1) Files which are needed for analyser.
3) Description of the files and their formats
4) Time calculation
5) Coverage
9) Interfacing with other systems
10) Dependencies
Morphological analyser API contains the following java files.
TamilMorph.java
Rootdict.java
Suffixdict.java
word1.java
Suffix.java
Root.java
SplitString.java
SPlitstring1.java
Sandhinew.java
and the following data files
rootwords.dbt
suffixverb.dat
statetable.dbt
sandhi.dbt
Compile the the test program with the following command:
javac TamilMorph.java
and test the API with the following command:
java TamilMorph.java
The problem
Words in Tamil and many other Indian languages have a strong postpositional inflectional component. As an example, for verbs, these inflections carry information on the gender, person and number of the subject. Further, modal and tense information for verbs is also collocated in the inflections. For nouns, inflections serve to mark the case (accusative, dative & etc) of the noun.The aims of the morpholgical analyzer described in this API are twofold: (1) strip the word of its inflections and (2) decipher the syntactic information carried by these inflections. By itself aim (1) is useful in that it is necessary for spellcheck in an inflected language. Aim (2) is useful in further grammatical processing at the sentence level e.g. in parsing.A complication encountered (in Tamil at least) is that the last syllable of a word or its inflection is further altered when additional inflections are added. These changes, described as "sandhi", are thought to be present for increasing the euphony of the word. Regardless of the reason, these sandhi mutations pose a formidable problem for the implementation of an effecient morpholigical analyser.

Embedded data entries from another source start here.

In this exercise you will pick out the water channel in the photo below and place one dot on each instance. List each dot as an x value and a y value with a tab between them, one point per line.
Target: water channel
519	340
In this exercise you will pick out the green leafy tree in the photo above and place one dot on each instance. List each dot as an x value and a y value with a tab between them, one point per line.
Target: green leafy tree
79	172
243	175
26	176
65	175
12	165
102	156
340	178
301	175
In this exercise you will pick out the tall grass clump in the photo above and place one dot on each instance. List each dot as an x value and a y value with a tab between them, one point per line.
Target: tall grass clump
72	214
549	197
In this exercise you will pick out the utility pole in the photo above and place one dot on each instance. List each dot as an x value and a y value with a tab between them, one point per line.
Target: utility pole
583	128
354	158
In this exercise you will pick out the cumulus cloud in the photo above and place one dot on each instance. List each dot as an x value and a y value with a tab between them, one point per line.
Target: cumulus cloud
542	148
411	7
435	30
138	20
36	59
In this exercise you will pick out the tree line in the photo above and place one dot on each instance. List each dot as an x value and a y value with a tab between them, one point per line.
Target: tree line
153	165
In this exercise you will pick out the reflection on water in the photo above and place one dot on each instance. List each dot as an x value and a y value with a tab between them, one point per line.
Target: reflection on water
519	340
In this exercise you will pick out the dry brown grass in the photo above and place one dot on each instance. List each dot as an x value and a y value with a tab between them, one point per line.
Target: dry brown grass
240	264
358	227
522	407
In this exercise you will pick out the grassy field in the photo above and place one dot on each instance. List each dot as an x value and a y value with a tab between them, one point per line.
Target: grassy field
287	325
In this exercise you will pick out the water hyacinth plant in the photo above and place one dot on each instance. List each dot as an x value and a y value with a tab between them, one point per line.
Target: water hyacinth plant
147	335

As described above, the aim of the analyzer is to strip a word of its inflections. The implementation that we have adopted is based on an approach based on a finite automata state table. The following describes the steps carried out in sequence:
BEGIN:The state of the machine is set to be 0.0
ROOT:Is the word in the dictionary? (such dictionary words are called root words) If so, we are done, go to FINISH:
This step is implemented in the file "root.java"
MORPHEME:Find the longest (inflectional) morpheme at the end of the word. These morphemes are listed in the file "statetable.dat".If no such morpheme is found, goto SANDHI:
If a morpheme is found, remove it from the end of the word. and goto ROOT:
SANDHI:
The sandhi replacement tables are in the file "sandhidict.dat"
The morphological analyser fully depends on the automata table
in the data file statetable.dat.This table explains the various paths needed to cut the tamil morphemes from the given word starting from right to left (we will see the structure of this file later). The analyser first checks whether the given word is a root or not. For this purpose it uses root.java. If the given word is a root, then the analyser will print the grammatical features of that word. Otherwise it will check whether there are morphemes in the given word. For this purpose analyser uses the statetable file.If there is a match in the statetable then the morphemes are cut down from the given word.Everytime the word is checked to find whether any root is present in it or not after cutting the morpheme.If there is no match found in the statetable then the analyser will check whether there is any sandhi present in the given word.For this purpose it uses the sandhidict.dat file.
FORMAT OF THE DATA FILES:
==========================
1)statetable.dat:
=================
*The statetable for Tamil is based on the chart prepared by Dr.S.Rajendran, Tamil University, Thanjavur
*This table explains the paths needed to decompose the morphemes of a given word from right to left
The format of each line of this file is as follows
stateno: morpheme,nextstate[-nextstate....]; [morpheme,nextstate];
***************************EXAMPLE**************************************************
0.0:avanY,1.1;avalY,1.1;avar,1.1;awu,1.1;avE,1.1;anYa,1.1;kE,2.1;wal,2.1;#wwal,2.1-End;rYal,2.1-End
***************************************************************************************
The first entry in the line (stateno) is an arbitrary number (or word) designating the "state" that the automata must be in when it scans the line. This "stateno" is separated from the other entries by a colon. Any number of entries may follow the "stateno". Each entry must be terminated by a semicolon (except for the last entry, where it is optional ). An entry consists of two fields: (1) the morpheme and (2) the number of the next state that the automata will transit into if the morpheme in the entry is present at the end of the word. These two fields are separated by a comma.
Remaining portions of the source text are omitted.